Recently, the Federal Communications Commission (FCC) published a blog post describing the “rainbow of policy and legal options” available to protect the open Internet, contrasting them to other “monochromatic options.” Reading this blog post reminded me of the quote apocryphally (and incorrectly) attributed to Winston Churchill: “Americans will always do the right thing – after exhausting all the other alternatives.” While I applaud the FCC moving in the right direction on policy, I hope the FCC does not exhaust itself chasing the policy rainbow when the right thing – drab and monochromatic as it might be – continues to stare them in the face.
On the positive side, the FCC’s blog post reflects an understanding that the FCC’s original proposal from May, permitting paid prioritization (aka “Fast Lanes”) under a ‘commercial reasonableness’ standard will not do the job of protecting the open Internet. The political reality has also shifted, thanks to a tremendous public outcry in favor of recognizing that broadband is the essential service of the 21st Century, a fundamental service that everyone increasingly relies on and therefore – to use the legal expression – is affected with the public interest. Wheeler’s own writing on the network compact likewise recognizes this fundamental principle, which has made his resistance to embracing Title II and insistence on exhausting all other option all the more frustrating.
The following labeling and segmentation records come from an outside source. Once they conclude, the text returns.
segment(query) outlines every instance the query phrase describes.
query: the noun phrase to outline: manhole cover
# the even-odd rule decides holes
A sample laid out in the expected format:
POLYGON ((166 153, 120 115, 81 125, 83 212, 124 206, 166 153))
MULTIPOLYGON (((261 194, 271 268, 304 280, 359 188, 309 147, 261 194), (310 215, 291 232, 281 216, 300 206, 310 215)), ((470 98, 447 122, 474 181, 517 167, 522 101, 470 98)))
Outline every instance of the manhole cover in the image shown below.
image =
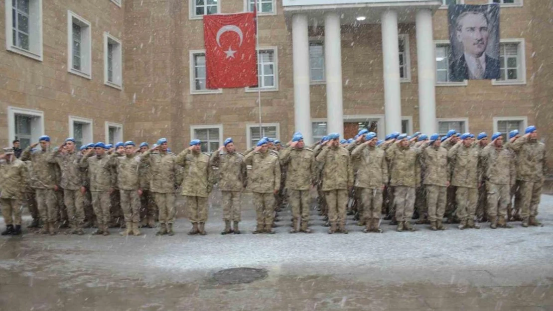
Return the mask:
POLYGON ((265 278, 267 275, 265 269, 241 267, 221 270, 213 275, 213 277, 220 284, 238 284, 251 283, 265 278))

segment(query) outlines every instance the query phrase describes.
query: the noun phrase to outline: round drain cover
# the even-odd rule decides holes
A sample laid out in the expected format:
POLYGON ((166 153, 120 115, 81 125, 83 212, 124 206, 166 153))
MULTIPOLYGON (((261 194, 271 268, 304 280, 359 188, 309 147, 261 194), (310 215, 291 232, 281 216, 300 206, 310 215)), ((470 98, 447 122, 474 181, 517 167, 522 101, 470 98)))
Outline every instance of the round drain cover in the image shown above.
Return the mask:
POLYGON ((268 275, 265 269, 240 267, 221 270, 213 275, 213 277, 220 284, 239 284, 251 283, 265 278, 268 275))

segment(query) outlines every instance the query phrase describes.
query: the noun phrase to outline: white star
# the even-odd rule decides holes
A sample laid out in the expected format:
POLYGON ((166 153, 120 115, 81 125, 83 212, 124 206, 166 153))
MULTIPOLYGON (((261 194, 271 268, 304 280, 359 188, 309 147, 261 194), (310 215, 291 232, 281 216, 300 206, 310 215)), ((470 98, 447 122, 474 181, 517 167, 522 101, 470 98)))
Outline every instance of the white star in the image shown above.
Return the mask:
POLYGON ((232 49, 231 49, 231 47, 230 46, 228 47, 228 50, 226 50, 226 51, 225 51, 225 54, 227 54, 227 59, 234 58, 234 53, 236 53, 236 51, 233 51, 232 49))

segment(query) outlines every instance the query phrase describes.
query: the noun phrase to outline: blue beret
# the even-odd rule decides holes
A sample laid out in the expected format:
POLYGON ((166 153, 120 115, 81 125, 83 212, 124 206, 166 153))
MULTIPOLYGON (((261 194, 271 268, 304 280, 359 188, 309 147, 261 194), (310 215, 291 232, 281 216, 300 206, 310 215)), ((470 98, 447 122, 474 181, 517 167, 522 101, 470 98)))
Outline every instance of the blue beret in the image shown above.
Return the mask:
POLYGON ((377 133, 373 131, 369 132, 367 133, 367 135, 365 136, 365 139, 367 140, 371 140, 371 139, 374 138, 376 136, 377 136, 377 133))
POLYGON ((496 132, 493 133, 493 135, 492 135, 492 140, 495 140, 498 138, 500 137, 501 135, 502 134, 499 132, 496 132))

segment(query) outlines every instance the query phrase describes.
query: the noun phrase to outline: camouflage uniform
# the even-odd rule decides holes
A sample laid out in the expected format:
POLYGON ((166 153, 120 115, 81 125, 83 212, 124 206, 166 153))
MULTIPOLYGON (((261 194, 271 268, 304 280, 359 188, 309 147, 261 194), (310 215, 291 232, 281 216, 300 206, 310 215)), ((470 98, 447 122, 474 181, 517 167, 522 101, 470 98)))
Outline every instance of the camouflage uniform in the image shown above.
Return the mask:
POLYGON ((382 211, 382 192, 389 178, 385 152, 362 144, 352 151, 351 156, 352 162, 357 164, 354 185, 359 191, 359 210, 364 212, 366 231, 377 231, 382 211))
POLYGON ((278 157, 269 151, 251 152, 244 162, 252 166, 248 176, 248 188, 253 192, 257 214, 257 229, 254 233, 272 233, 275 197, 280 187, 280 165, 278 157))
POLYGON ((317 164, 322 171, 322 191, 328 204, 329 233, 346 230, 346 204, 348 191, 353 186, 353 167, 349 152, 342 147, 325 146, 317 156, 317 164))
POLYGON ((509 146, 517 155, 520 216, 530 225, 539 225, 536 216, 547 171, 545 145, 535 139, 521 137, 509 146))
POLYGON ((291 232, 297 229, 300 215, 300 230, 309 232, 309 189, 315 179, 313 150, 288 147, 280 153, 280 160, 282 166, 288 168, 285 187, 292 207, 291 232))

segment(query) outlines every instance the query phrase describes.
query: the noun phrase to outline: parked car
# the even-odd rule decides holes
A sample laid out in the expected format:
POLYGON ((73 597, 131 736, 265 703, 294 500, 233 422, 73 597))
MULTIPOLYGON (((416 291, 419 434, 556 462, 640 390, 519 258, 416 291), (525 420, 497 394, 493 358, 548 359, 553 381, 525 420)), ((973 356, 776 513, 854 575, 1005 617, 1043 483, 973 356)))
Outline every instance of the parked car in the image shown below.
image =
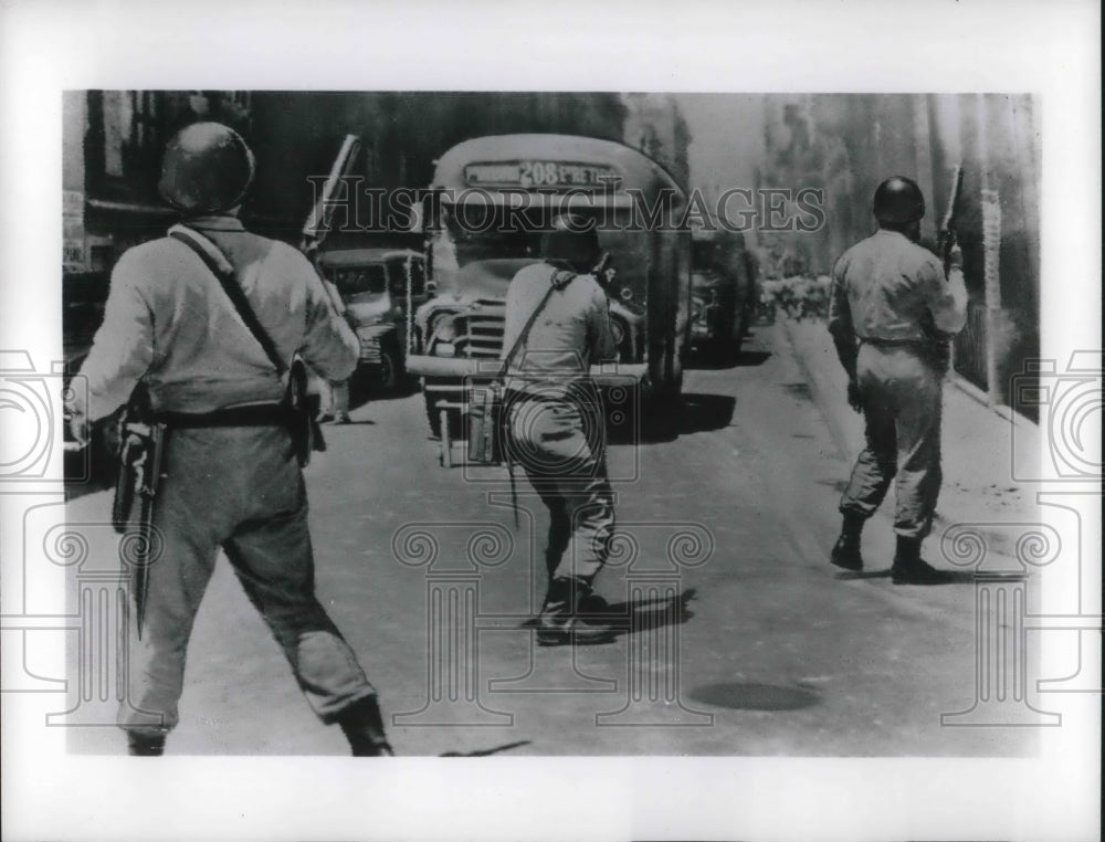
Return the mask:
POLYGON ((348 249, 323 252, 318 267, 355 324, 359 367, 373 371, 383 389, 399 388, 407 378, 413 313, 432 292, 425 259, 409 249, 348 249))
POLYGON ((691 234, 691 343, 728 356, 740 348, 757 311, 755 262, 739 232, 691 234))

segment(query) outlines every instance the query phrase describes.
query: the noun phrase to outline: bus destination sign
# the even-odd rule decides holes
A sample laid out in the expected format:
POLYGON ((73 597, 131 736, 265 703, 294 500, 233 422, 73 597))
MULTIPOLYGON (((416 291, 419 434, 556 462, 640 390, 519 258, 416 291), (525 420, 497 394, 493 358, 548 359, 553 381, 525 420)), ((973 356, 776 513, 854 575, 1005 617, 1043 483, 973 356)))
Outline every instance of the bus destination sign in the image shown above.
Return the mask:
POLYGON ((470 164, 464 168, 464 182, 470 187, 523 190, 610 189, 621 181, 621 175, 604 164, 522 160, 470 164))

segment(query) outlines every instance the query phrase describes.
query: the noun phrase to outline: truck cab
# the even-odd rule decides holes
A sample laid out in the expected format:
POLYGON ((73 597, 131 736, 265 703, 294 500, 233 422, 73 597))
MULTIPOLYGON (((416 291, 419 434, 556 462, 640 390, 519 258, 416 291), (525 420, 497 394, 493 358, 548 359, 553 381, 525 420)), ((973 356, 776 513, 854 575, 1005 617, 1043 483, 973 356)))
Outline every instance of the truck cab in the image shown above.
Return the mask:
POLYGON ((412 315, 429 291, 425 259, 410 249, 348 249, 323 252, 318 269, 341 296, 360 341, 358 367, 386 390, 407 377, 413 341, 412 315))

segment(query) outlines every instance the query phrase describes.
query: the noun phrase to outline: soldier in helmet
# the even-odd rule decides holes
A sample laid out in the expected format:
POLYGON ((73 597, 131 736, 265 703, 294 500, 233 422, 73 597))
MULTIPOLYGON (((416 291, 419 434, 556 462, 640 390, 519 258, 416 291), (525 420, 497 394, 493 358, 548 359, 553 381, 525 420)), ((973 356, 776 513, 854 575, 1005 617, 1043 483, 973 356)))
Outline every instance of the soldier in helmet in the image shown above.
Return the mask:
POLYGON ((612 630, 582 609, 608 555, 614 511, 604 419, 589 370, 614 359, 617 348, 606 294, 591 274, 602 256, 594 221, 558 217, 543 236, 541 256, 514 276, 506 294, 503 350, 515 350, 508 446, 549 509, 538 643, 598 643, 612 630))
POLYGON ((181 222, 119 259, 81 371, 87 403, 70 408, 83 440, 88 422, 141 381, 168 427, 152 513, 164 547, 149 567, 145 629, 131 632, 118 724, 130 754, 162 752, 221 549, 318 718, 341 726, 354 755, 388 755, 376 691, 315 598, 306 488, 280 406, 285 387, 211 266, 224 266, 241 287, 275 355, 298 352, 340 380, 356 364, 357 339, 306 257, 242 227, 238 210, 253 172, 245 141, 218 123, 188 126, 169 143, 159 189, 181 222))
POLYGON ((843 526, 831 560, 861 570, 863 525, 896 481, 896 585, 950 579, 920 558, 940 491, 944 365, 933 331, 956 334, 967 320, 962 253, 950 270, 917 244, 925 198, 907 178, 891 178, 874 197, 878 231, 849 249, 833 267, 829 309, 849 403, 866 422, 866 448, 840 502, 843 526))

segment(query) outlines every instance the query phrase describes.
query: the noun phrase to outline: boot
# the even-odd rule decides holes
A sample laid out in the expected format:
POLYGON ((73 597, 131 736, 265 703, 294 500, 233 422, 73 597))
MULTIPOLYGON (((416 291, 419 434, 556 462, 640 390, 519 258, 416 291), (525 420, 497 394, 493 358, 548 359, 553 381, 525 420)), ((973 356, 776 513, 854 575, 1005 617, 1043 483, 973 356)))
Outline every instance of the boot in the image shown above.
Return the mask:
POLYGON ((862 570, 863 556, 860 555, 860 537, 863 534, 863 524, 866 518, 854 512, 844 513, 844 523, 840 529, 840 537, 832 548, 829 560, 836 567, 845 570, 862 570))
POLYGON ((131 757, 160 757, 165 754, 165 734, 161 732, 128 730, 127 754, 131 757))
POLYGON ((922 560, 920 538, 899 535, 894 565, 891 567, 891 581, 895 585, 947 585, 951 581, 951 573, 937 570, 922 560))
POLYGON ((537 643, 562 646, 567 643, 608 643, 614 639, 609 625, 590 618, 585 622, 580 604, 590 596, 590 586, 581 579, 558 577, 549 582, 548 596, 538 618, 537 643))
POLYGON ((383 733, 383 717, 376 696, 354 702, 338 715, 354 757, 392 757, 394 752, 383 733))

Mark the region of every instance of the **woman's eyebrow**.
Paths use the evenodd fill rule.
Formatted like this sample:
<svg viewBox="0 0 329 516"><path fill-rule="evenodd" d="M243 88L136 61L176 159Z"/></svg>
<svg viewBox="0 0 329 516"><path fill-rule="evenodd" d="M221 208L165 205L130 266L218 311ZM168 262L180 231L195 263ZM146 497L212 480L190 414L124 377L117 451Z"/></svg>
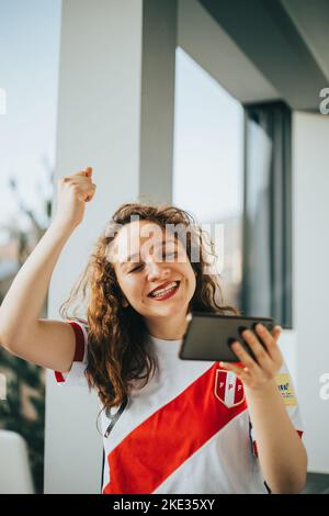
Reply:
<svg viewBox="0 0 329 516"><path fill-rule="evenodd" d="M161 243L156 244L156 246L158 246L158 245L162 245L162 246L163 246L163 244L172 244L172 243L173 243L173 244L177 244L177 240L173 240L173 239L170 239L170 240L168 240L168 239L167 239L167 240L162 240ZM128 255L127 258L125 258L125 259L120 263L120 267L123 267L123 266L129 263L129 261L132 261L133 258L139 258L139 259L140 259L140 253L135 253L134 255Z"/></svg>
Judging by the FCC’s blog post, we have made progress since May. Title II has gone from a reluctant inclusion in response to public outcry to something “very much on the table.” But the FCC continues to look for something that will spare it the embarrassment of admitting the agency went down the wrong path ten years ago when it reclassified broadband as a Title I information service, and continues to be distracted by its bright shiny new Section 706 authority.